In other words, even a good, effective, popular, well-meaning government of an independent Hong Kong would not actually resolve the underlying issues from which the SAR is suffering. Bermuda does exist – because it is tiny and serves a niche that Hong Kong is far too big for now. Switzerland makes stuff – Hong Kong does not. There is nothing Carrie Lam or her successors can do about the diminishing role of entrepot states within the multi-polar post-colonial regional and world context. And here we face the other problem of Hong Kong: parochialism.
Those fat-margined imperial times also created a whole rent-seeking mentality amongst a (largely immigrant) population who are ill-equipped for the post-imperial age. The youth of Hong Kong are notably unadventurous and unenterprising; if they were offered steady civil service jobs which could lead to buying a small apartment, most would take it. Despite having the world’s third largest financial centre and the world’s second largest market on their doorstep, there are few startups of any scale and the lack of innovation is astonishing. Whereas 2m of Taiwan’s 13.5m working population is abroad, mostly in China, only a fraction of the same can be said of HK. Furthermore, overseas Taiwanese inhabit many Mainland startups and businesses in Beijing and Shanghai; I have yet to meet a single Honkie in the same position. Hong Kong was adventurous in its birth but is not as it approaches its death.
The travails of Cathay Pacific demonstrate in microcosm that Hong Kong’s destiny simply is not in its own hands; being a better airline does not save Cathay from the fact that people do not need to fly through Hong Kong to reach their destination. Furthermore, many wealthier Chinese actually prefer Chinese airlines, strange as that might seem, because ultimately mature markets will have their own localised preferences, and the outsider – however international they pitch themselves as – will never provide this as well.

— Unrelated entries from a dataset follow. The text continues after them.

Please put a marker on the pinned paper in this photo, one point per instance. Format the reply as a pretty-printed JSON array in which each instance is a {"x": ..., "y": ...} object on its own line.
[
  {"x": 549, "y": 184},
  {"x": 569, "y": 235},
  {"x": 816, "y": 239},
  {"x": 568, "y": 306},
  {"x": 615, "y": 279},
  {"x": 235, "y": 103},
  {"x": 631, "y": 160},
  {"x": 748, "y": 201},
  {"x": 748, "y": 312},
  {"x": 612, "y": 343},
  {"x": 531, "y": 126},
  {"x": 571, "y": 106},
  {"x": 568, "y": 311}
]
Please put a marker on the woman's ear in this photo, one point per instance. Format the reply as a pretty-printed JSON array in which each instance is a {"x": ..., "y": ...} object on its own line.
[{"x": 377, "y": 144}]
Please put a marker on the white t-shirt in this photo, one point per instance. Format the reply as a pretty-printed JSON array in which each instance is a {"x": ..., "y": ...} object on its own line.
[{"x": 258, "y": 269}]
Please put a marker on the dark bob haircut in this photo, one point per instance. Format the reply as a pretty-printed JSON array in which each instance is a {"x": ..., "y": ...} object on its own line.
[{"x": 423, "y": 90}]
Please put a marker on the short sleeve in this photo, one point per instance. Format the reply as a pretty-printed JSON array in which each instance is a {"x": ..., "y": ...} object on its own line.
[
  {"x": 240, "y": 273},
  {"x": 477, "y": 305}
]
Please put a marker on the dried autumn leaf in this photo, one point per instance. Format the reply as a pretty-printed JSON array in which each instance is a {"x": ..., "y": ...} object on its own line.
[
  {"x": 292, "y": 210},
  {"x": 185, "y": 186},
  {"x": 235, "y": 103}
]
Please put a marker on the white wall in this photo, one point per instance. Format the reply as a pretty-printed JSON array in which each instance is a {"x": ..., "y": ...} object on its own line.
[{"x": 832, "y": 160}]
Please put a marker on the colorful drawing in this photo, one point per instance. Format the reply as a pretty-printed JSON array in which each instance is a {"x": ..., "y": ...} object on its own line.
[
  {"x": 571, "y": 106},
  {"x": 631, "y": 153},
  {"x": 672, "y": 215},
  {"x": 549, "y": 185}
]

Of course, Hong Kong exercises a disproportionate position within the sentiment and consciousness of foreigners, because like locals, those foreigners need to believe that China would continue to need Hong Kong. If they do not, the role of foreigners and their comfortable if tenuous existence disappears also.
Arguably though, the end of that world was symbolised as long as ten years ago by the closure of the Far Eastern Economic Review, a journal valiantly propping up the viewpoints and pretences of the post-colonial 1.0 model. Looking forward, the people of Hong Kong will have to move on – either, optimistically into the GBA where house pricing and other pressures will be alleviated; or else through emigration or even lower birth rates. The positive version of this story is one where younger people embrace the opportunities in China and start making something of it; but having now lived and worked here, I would not hold my breath.